Lyndon Johnson did not define liberalism for legions of left-leaning activists and voters, nor did Richard Nixon define conservatism among the ranks of right-leaning ones (which is why Goldwater felt it necessary to plead with conservatives to support Nixon).
Indeed, despite the fact that modern American conservatism allies itself with an old, even ancient, political tradition, it's largely forgotten that it is arguably the youngest of political movements in America -- certainly younger than progressivism, socialism or libertarianism (in all of its strains from anarchism to classical liberalism).
I understand very well that conservatives often bristle at the idea they need to change with the times. As the famous line from (the far from famous) Lucius Cary, 2nd Viscount Falkland, goes, "where it is not necessary to change, it is necessary not to change."
But we forget that the conservative movement's strength came from the fact that it was armed with new arguments from diverse intellectual sources. More importantly, its vigor stemmed from the fact that these various strains of conservatives were eager to argue amongst themselves.
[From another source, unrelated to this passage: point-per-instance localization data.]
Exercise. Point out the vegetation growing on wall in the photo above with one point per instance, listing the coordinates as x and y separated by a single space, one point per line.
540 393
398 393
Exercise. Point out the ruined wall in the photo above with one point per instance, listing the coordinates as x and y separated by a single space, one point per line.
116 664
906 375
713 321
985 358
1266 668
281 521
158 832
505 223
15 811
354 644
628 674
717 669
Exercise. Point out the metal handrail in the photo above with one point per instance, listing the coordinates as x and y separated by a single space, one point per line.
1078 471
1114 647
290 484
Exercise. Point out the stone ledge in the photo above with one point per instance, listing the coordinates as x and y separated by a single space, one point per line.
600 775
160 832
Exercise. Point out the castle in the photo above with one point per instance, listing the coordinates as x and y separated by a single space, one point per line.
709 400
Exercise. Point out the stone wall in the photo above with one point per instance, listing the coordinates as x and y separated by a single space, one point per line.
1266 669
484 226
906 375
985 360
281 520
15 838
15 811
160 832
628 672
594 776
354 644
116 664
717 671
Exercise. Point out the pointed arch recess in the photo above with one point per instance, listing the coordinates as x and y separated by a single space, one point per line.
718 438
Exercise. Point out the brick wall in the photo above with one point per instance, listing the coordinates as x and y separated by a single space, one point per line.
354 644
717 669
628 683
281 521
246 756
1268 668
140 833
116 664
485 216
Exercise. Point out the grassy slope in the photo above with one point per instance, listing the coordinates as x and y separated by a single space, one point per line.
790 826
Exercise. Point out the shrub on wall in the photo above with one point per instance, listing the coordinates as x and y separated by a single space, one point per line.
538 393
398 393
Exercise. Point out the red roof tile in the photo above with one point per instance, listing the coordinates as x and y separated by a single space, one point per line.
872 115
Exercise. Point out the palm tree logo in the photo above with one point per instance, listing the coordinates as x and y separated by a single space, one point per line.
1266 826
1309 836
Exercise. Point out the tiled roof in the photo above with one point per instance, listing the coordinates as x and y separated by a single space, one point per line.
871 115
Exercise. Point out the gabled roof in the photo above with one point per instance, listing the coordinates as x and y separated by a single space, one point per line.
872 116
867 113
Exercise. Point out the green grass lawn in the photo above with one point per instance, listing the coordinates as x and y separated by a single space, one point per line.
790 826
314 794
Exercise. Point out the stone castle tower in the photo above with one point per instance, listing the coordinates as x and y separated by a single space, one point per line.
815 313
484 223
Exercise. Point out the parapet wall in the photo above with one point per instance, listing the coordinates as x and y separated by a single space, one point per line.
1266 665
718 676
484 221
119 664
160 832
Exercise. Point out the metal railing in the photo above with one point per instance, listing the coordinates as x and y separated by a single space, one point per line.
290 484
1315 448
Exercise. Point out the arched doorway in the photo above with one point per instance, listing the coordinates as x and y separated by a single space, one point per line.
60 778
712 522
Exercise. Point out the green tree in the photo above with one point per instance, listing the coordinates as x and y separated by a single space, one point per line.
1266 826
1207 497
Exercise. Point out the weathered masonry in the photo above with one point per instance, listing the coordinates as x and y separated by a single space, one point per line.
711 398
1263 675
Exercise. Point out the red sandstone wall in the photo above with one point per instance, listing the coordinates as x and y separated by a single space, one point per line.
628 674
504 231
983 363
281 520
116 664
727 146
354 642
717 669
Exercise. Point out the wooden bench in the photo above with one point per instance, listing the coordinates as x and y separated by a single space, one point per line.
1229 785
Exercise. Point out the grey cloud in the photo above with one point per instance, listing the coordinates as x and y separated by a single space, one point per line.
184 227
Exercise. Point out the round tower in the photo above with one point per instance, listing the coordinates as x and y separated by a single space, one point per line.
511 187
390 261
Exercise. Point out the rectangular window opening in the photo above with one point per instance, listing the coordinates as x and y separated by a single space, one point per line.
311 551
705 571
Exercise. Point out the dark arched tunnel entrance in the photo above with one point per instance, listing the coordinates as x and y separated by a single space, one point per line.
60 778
There are arguments aplenty on the right these days, but the vast majority of them are arguments over a specific personality -- Donald Trump -- not a body of ideas. And to the extent that there are arguments about ideas, they tend to be subsumed into the larger imperative to attack or defend Trump.
As I've argued before, the best thing Trump did was to shatter the calcified and sclerotic policy agenda of Reaganism. To paraphrase "Ghostbusters," he was not the form of destroyer I would have picked, but the destruction was necessary nonetheless.
Don't misunderstand me: Reagan was the indispensable man for his time. But the challenge for conservatives -- at least my brand of conservatives -- is to find ways to apply Reaganite principles to our times.
It is possible, all too possible, that the Reaganites will fail to win the necessary arguments ahead. But that is not an argument against having those fights, for the Reaganites will surely lose them by default if they don't engage. We need more arguments -- but the right arguments.